Although, as a humanist, I find the concept of faith, belief despite lack or contradictory evidence, something I have chosen to reject.
But I find the human capacity for faith truly fascinating.
To have an open mind, one should experience the widest possible range of experiences in faith practice.
I have gone to many churches on a great many occasions in an attempt to learn and understand the allure and social importance of these cultural institutions.
I have pride in my nature for curiosity. It has so often been disheartening therefore to hear the nature of free questioning lambasted and vilified from the pulpit.
Where questions have been encouraged, this has only been done in strict adherence to religious text, with the solutions pre-supplied by the “elders” of a congregation.
The nature of my humanist viewpoint insists on a true freedom of inquiry, and beyond any single book or venerated orator.
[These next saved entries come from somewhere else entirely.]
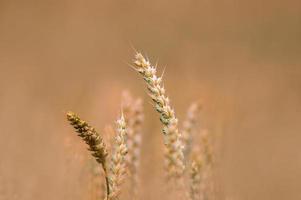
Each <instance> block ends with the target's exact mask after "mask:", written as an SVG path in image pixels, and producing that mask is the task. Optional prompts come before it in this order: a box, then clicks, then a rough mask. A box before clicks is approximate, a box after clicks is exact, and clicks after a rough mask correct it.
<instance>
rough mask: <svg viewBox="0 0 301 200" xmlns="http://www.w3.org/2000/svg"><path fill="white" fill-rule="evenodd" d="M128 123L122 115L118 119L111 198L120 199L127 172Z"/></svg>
mask: <svg viewBox="0 0 301 200" xmlns="http://www.w3.org/2000/svg"><path fill="white" fill-rule="evenodd" d="M127 151H128V149H127V146H126V123H125V119H124V117H123V114H122V115H121V117H120V119H119V120H117V135H116V138H115V146H114V152H113V155H112V161H111V168H110V189H111V191H110V195H109V199H110V200H117V199H119V195H120V191H121V184H122V183H123V180H124V176H125V174H126V160H125V159H126V154H127Z"/></svg>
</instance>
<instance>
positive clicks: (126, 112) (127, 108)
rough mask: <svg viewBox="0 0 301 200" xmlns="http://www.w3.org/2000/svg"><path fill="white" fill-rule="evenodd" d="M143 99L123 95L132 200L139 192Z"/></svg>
mask: <svg viewBox="0 0 301 200" xmlns="http://www.w3.org/2000/svg"><path fill="white" fill-rule="evenodd" d="M142 103H143V102H142V99H140V98H137V99H133V97H132V96H131V94H130V93H129V92H127V91H125V92H124V93H123V101H122V105H123V110H124V114H125V116H126V123H127V133H128V138H127V145H128V149H129V151H128V156H127V158H128V159H127V161H128V167H129V171H130V174H131V176H130V194H131V198H132V199H136V198H137V196H138V191H139V176H138V171H139V166H140V150H141V137H142V136H141V132H142V123H143V120H144V114H143V106H142Z"/></svg>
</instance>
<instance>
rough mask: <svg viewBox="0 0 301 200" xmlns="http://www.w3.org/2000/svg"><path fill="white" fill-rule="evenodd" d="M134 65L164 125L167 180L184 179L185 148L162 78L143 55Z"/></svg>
mask: <svg viewBox="0 0 301 200" xmlns="http://www.w3.org/2000/svg"><path fill="white" fill-rule="evenodd" d="M134 64H135V65H136V68H135V69H136V70H137V71H138V72H139V73H140V74H141V75H142V77H143V79H144V80H145V82H146V84H147V88H148V90H149V96H150V97H151V98H152V100H153V101H154V102H155V108H156V110H157V112H158V113H159V114H160V120H161V122H162V124H163V134H164V144H165V147H166V148H165V150H166V151H165V160H166V170H167V178H168V180H170V179H171V178H175V179H178V178H180V177H182V175H183V172H184V168H185V166H184V156H183V146H182V144H181V134H180V133H179V131H178V119H177V118H176V116H175V112H174V110H173V109H172V107H171V105H170V101H169V98H168V97H167V96H166V95H165V89H164V87H163V85H162V77H158V76H157V75H156V67H155V66H152V65H151V64H150V62H149V60H147V59H145V58H144V57H143V55H142V54H141V53H137V54H136V56H135V60H134Z"/></svg>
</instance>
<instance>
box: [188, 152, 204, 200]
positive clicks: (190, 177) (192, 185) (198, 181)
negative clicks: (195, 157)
mask: <svg viewBox="0 0 301 200" xmlns="http://www.w3.org/2000/svg"><path fill="white" fill-rule="evenodd" d="M190 167H191V168H190V173H189V178H190V183H189V199H190V200H200V195H201V190H200V189H201V178H202V177H201V170H202V167H203V164H202V161H201V159H200V158H195V159H193V160H192V161H191V166H190Z"/></svg>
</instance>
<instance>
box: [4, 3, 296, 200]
mask: <svg viewBox="0 0 301 200" xmlns="http://www.w3.org/2000/svg"><path fill="white" fill-rule="evenodd" d="M132 47H134V48H135V49H137V50H139V51H142V52H143V53H145V54H146V55H148V57H149V58H150V59H151V60H152V61H153V63H155V62H156V61H158V64H159V67H158V71H159V72H160V73H161V72H163V70H164V68H165V75H164V81H165V82H164V85H165V87H166V90H167V93H168V95H169V97H170V98H171V101H172V105H173V106H174V107H175V109H176V113H177V116H178V117H179V119H180V120H182V119H183V118H184V117H185V112H186V109H187V107H188V106H189V104H190V103H191V102H193V101H195V100H199V101H201V102H202V105H203V110H202V115H201V119H200V120H201V123H202V125H203V126H205V127H206V128H208V130H210V131H212V132H214V133H218V134H216V135H218V137H216V140H217V143H218V144H219V148H218V150H217V151H216V152H217V155H216V157H217V160H218V165H217V167H216V168H217V169H216V170H217V173H216V174H217V179H218V181H219V187H220V188H221V189H220V190H221V191H222V194H223V195H221V196H223V198H226V197H227V198H228V199H233V200H253V199H257V200H269V199H271V200H272V199H273V200H282V199H287V200H298V199H301V192H300V187H301V151H300V148H301V147H300V146H301V145H300V144H301V135H300V131H301V123H300V119H301V118H300V116H301V90H300V89H301V2H300V1H298V0H287V1H281V0H273V1H272V0H253V1H251V0H242V1H238V0H186V1H179V0H174V1H162V0H153V1H137V0H132V1H130V0H124V1H104V0H97V1H96V0H88V1H87V0H86V1H84V0H73V1H70V0H60V1H56V0H44V1H34V0H28V1H21V0H20V1H14V0H11V1H5V0H0V69H1V70H0V126H1V129H0V136H1V139H0V158H1V161H0V199H10V200H12V199H22V200H35V199H43V200H48V199H49V200H51V199H58V200H59V199H64V200H68V199H73V200H75V199H84V198H85V197H86V193H87V191H88V189H87V188H88V187H89V180H88V178H87V177H86V176H85V173H86V172H85V170H86V169H85V168H86V162H85V160H86V159H87V158H86V157H88V159H89V153H88V152H87V151H86V146H85V145H84V144H82V142H81V141H80V139H79V138H77V136H76V134H74V131H73V129H72V128H71V127H70V126H69V125H68V123H67V121H66V119H65V112H66V111H68V110H72V111H74V112H76V113H78V114H79V115H80V116H82V117H83V118H84V119H85V120H87V121H89V122H91V124H92V125H93V126H95V127H96V128H97V129H98V130H100V131H102V130H103V128H104V127H105V126H106V125H108V124H111V125H113V126H114V120H115V119H116V118H117V116H118V115H119V112H120V100H121V93H122V91H123V90H124V89H128V90H130V91H131V92H132V94H133V95H134V96H141V97H143V98H144V100H145V104H144V105H145V112H146V116H145V120H146V124H145V132H144V135H143V137H144V141H145V142H144V143H143V149H142V153H143V156H142V157H143V158H142V166H143V168H142V174H143V188H142V193H143V197H144V199H145V200H154V199H160V193H161V192H162V191H160V188H159V187H158V186H159V185H160V181H161V178H159V177H161V176H162V157H163V156H162V154H163V153H162V152H163V151H162V149H161V147H162V135H161V133H160V122H159V120H158V115H157V113H155V111H154V110H153V109H152V106H151V104H150V100H149V98H148V97H147V95H146V93H145V91H146V90H145V86H144V83H143V81H142V80H141V78H140V77H139V76H138V74H137V73H136V72H135V71H134V70H133V69H132V68H131V67H129V64H130V63H131V62H132V59H133V55H134V52H135V51H134V50H133V48H132ZM154 149H155V151H154ZM223 198H221V199H223ZM85 199H89V198H88V197H87V198H85Z"/></svg>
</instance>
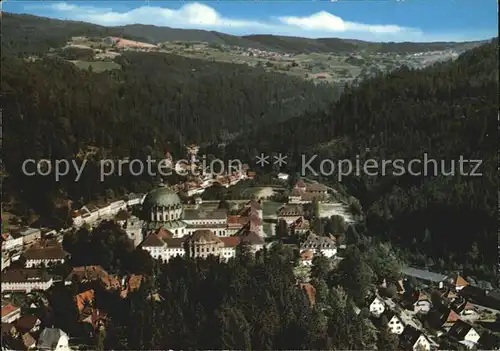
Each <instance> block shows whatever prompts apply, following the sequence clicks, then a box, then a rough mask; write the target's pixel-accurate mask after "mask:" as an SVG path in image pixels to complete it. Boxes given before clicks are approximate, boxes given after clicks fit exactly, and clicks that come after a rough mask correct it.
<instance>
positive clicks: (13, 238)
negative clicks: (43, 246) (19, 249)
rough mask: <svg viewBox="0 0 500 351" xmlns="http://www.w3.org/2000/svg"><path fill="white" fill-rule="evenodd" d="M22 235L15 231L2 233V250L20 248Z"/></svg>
mask: <svg viewBox="0 0 500 351" xmlns="http://www.w3.org/2000/svg"><path fill="white" fill-rule="evenodd" d="M22 247H23V237H22V236H21V235H20V234H17V233H3V234H2V252H5V251H11V250H17V249H22Z"/></svg>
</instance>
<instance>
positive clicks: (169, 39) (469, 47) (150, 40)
mask: <svg viewBox="0 0 500 351" xmlns="http://www.w3.org/2000/svg"><path fill="white" fill-rule="evenodd" d="M74 36H88V37H101V38H103V37H106V36H118V37H122V38H126V39H131V40H137V41H144V42H147V43H152V44H157V43H159V42H165V41H198V42H199V41H203V42H207V43H209V44H217V45H234V46H239V47H244V48H256V49H263V50H271V51H284V52H289V53H301V52H305V53H307V52H337V53H338V52H347V53H352V52H357V51H360V50H368V51H371V52H395V53H415V52H425V51H432V50H447V49H456V50H464V49H467V48H470V47H474V46H476V45H478V44H479V42H468V43H447V42H444V43H441V42H439V43H372V42H366V41H361V40H346V39H338V38H322V39H308V38H297V37H284V36H275V35H249V36H243V37H239V36H235V35H229V34H224V33H219V32H215V31H207V30H190V29H176V28H169V27H157V26H151V25H139V24H134V25H127V26H119V27H103V26H99V25H95V24H90V23H84V22H75V21H61V20H56V19H50V18H44V17H37V16H32V15H18V14H10V13H3V14H2V55H3V56H5V55H9V54H10V55H30V54H39V53H45V52H47V51H48V50H49V49H50V48H59V47H62V46H64V45H65V44H66V42H67V41H69V40H70V39H71V37H74Z"/></svg>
I have therefore always found the teachings of founded traditional religious events vastly unsatisfying.
Additionally, I have often, with tremendous discomfort, found discriminatory teachings on matters of sexual practice, and other far more petty aspects of life, justified only by a subjective interpretation of ancient foreign texts.
This anachronistic outlook served only to reinforce my own position that we must look farther and wider for any guiding wisdom in life, and that in each case we cannot accept any singular “gospel”, but rather examine a cosmos of information to find the best in the understanding a human mind is capable and freely allowed.